G.Network was founded in 2016 and its network is available to almost 420,000 homes in London, but it ran into financial difficulties after spending heavily on digging up streets to lay fibre cables.  

The group failed to attract as many customers as predicted, leaving a financial shortfall and a cash squeeze. Shareholder USS had previously instructed Jefferies and Nomura to find a buyer in 2024, but failed to attract sufficient interest. 

Altnets cover about 40 per cent of the UK population, according to Enders, and have stepped up their hunt for financing and deals. The groups, which are racing to challenge BT’s Openreach and Virgin Media O2, are searching for ways to deal with high borrowing costs and pressure from shareholders for returns.

Lenders, including NatWest and Lloyds, have scaled back their involvement in the sector, which boomed following the pandemic when dozens of companies were set up to challenge the dominant operators.

Analysts are viewing G.Network’s sale as a key moment for the sector, with more debt writedowns and sales expected this year. 
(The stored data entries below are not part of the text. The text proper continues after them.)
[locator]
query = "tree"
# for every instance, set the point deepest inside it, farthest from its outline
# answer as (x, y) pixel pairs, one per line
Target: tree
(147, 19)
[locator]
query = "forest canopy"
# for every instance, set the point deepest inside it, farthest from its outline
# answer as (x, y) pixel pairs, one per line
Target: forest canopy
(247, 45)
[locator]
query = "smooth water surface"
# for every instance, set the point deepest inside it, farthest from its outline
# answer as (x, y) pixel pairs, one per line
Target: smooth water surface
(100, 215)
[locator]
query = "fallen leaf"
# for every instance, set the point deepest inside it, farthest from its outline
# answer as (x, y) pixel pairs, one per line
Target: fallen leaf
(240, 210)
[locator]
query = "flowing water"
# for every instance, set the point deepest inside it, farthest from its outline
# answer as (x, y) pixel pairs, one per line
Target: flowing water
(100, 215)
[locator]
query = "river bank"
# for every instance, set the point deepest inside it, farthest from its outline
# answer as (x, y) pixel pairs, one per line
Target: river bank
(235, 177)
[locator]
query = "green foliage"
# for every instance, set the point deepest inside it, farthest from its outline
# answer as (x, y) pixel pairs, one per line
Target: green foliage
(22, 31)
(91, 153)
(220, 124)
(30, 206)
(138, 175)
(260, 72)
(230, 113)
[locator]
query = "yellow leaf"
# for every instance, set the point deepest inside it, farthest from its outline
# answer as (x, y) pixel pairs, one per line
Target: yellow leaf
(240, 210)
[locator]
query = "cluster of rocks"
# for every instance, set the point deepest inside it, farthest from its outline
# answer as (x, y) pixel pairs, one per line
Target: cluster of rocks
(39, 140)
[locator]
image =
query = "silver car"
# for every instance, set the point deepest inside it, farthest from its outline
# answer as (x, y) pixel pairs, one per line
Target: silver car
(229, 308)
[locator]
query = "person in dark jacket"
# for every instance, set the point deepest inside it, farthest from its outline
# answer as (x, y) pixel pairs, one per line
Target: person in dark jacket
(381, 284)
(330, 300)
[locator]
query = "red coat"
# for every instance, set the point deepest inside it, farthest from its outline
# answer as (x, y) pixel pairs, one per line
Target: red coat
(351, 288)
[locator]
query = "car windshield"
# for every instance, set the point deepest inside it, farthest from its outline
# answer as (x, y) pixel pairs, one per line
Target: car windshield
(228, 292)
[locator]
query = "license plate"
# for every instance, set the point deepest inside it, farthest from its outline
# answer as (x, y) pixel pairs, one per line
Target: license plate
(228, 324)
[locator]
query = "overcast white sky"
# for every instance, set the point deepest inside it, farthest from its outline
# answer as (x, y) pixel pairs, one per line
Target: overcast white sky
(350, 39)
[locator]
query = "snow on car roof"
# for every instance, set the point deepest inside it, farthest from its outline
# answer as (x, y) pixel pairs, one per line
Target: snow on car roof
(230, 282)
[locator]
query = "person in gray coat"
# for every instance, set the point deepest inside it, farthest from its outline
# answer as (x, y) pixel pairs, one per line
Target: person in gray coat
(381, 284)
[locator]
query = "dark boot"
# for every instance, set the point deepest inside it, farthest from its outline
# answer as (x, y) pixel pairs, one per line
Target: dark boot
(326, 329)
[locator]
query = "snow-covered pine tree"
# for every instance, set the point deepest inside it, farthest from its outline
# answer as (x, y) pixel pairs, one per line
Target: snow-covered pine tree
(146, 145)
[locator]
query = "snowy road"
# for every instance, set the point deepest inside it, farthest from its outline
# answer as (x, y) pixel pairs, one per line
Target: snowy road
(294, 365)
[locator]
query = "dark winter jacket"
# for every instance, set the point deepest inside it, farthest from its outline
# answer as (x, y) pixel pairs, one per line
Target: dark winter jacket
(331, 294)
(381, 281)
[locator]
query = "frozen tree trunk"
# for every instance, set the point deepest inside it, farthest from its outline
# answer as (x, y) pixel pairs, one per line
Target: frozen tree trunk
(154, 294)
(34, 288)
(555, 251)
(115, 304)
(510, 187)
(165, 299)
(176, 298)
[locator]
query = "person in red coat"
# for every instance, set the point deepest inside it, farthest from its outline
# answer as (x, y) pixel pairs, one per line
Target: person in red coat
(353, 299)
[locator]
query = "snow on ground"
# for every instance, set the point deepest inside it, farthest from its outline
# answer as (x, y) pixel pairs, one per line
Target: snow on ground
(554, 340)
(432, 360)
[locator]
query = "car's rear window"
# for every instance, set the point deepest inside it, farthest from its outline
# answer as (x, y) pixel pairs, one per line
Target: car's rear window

James Ratzer, analyst at New Street Research, said: “Given the company’s losses, it is hard to see an obvious standalone business case. We presume the buyer is a short-term holder and would be keen to sell to another provider as soon as possible.”

Karen Egan, head of telecoms at Enders Analysis, said that despite “very challenging economics, the altnet sector is being kept alive by ongoing trickle funding from very patient investors”.

She added: “This deal is a reminder that even patient investors don’t remain patient indefinitely, and that there is likely to be quite a bitter financial pill to be swallowed when the music stops.”

G.Network, USS, FitzWalter Capital, Cube, Investec and NatWest declined to comment. Santander did not immediately respond to a request for comment.